ときに皆さま、今実現したい目的はおありでしょうか。そのために何か活動していらっしゃるでしょうか。そうなさっているとしたら、次に気になるのはこれではないでしょうか「私はこの分野に適性があるんだろうか?」。

この点について私なりの目安をお伝えしたく存じます。

「ある分野でやりたいことがあって、そのための努力を具体的に続けられている」のなら、その分野にはある程度適性があると見てよいと考えています。たとえ今は、自分の納得いく成果が出せていなかったとしても、です。

 

なぜそう考えるようになったのか? お話しするにあたり、少しだけ昔話をいたしましょう。
私にはピアノを習わせてもらっていた時期があります。鍵盤に触り始めたのは小学生のころ。とはいえ熱心だっとはお世辞にも言えません。練習から抜け出したり、五線譜に落書きをしたりして、先生を困らせておりました。

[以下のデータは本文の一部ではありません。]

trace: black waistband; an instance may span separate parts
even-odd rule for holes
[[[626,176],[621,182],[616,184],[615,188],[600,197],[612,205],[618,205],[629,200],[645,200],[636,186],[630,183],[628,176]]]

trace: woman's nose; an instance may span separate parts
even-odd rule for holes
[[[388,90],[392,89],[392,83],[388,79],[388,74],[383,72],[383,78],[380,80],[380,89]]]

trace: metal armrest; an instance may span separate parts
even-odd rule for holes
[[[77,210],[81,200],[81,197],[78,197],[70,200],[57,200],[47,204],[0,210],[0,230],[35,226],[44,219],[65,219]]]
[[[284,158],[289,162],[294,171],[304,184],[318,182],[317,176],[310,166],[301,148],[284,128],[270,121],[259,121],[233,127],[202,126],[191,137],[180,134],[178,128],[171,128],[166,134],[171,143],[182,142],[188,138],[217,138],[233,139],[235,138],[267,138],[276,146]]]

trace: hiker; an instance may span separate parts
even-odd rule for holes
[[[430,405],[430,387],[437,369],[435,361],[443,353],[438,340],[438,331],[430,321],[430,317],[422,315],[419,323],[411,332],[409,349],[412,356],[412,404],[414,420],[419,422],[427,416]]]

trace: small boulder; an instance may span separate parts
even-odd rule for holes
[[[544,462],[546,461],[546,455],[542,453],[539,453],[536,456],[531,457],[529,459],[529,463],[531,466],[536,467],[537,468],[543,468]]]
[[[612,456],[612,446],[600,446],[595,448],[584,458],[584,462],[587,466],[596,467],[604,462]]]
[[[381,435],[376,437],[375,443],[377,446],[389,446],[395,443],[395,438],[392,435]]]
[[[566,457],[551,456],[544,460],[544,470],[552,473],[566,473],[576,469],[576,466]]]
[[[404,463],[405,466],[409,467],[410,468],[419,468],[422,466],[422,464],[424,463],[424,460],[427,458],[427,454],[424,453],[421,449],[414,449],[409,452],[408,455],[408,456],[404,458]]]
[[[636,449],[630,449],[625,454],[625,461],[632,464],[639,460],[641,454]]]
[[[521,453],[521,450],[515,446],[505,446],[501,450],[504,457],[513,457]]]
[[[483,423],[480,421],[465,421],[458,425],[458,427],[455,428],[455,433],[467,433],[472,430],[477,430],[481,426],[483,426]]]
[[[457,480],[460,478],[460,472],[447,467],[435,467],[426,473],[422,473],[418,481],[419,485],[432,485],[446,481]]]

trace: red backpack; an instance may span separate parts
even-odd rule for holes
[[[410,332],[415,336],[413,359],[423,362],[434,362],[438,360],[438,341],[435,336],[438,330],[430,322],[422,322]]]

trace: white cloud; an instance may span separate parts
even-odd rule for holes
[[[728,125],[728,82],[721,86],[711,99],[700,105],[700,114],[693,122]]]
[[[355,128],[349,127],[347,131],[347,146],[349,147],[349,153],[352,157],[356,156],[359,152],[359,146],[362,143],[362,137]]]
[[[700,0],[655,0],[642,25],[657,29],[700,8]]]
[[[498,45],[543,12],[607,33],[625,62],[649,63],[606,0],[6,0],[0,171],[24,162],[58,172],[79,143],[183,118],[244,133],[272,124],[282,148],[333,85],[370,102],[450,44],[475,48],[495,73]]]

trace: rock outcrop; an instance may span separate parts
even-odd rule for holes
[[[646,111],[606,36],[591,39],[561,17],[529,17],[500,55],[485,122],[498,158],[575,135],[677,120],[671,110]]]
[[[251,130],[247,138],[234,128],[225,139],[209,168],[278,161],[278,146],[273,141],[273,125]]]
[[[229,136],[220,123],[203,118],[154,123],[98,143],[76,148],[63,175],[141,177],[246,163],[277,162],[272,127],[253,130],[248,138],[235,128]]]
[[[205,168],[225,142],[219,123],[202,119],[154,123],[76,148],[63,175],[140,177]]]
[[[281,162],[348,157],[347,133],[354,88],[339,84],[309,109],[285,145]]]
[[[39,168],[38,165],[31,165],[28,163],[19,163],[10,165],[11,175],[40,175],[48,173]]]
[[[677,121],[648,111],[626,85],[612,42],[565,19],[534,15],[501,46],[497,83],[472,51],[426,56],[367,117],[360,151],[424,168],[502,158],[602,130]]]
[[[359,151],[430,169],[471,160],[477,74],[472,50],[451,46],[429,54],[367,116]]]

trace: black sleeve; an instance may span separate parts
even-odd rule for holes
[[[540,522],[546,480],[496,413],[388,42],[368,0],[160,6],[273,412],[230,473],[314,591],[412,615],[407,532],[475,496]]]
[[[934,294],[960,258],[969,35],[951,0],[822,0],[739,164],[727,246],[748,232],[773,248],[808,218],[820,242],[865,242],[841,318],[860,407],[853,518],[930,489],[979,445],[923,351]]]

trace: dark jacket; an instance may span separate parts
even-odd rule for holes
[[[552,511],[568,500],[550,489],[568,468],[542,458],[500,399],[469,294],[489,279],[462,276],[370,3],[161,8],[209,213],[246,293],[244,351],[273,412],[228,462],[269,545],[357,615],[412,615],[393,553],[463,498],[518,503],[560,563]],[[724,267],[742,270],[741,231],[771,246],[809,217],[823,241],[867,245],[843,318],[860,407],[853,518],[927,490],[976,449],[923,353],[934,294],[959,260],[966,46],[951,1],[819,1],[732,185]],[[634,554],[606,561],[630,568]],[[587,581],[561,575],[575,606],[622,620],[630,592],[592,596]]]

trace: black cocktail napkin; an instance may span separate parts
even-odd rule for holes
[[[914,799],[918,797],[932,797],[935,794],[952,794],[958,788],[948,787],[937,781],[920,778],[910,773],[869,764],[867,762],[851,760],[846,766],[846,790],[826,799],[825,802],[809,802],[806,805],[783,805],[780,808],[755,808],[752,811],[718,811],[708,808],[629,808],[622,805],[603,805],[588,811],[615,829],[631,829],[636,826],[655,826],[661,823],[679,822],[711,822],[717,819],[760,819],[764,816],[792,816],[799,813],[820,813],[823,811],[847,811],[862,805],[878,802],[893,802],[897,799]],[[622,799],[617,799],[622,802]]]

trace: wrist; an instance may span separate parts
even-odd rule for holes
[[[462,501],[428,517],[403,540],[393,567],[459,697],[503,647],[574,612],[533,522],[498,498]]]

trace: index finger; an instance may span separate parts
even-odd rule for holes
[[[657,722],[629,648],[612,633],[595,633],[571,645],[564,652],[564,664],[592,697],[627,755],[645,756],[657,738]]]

そんな調子でも、音楽自体が嫌いなのとはちょっと違いました。他の誰かが演奏する音には素直に耳を傾けていたからです。

 

では何がそんなに嫌だったのか? 「不協和音」です。

練習中、間違って鍵盤を叩いたときの、私自身が鳴らす不協和音に耐えられなかったのです。そのことに自覚もなく、説明できる適切な言葉も持っていなかった私は、嫌な音から逃げ回っていたわけです。
大きな音、濁った音に敏感な体質の原因が、感覚過敏から来ていたと気がついたのは、それから十数年後。発達障害の体質がわかった後のことです。

 

やってみたいと思っても、体質が噛み合わないことはあります。体を動かせないこともあります。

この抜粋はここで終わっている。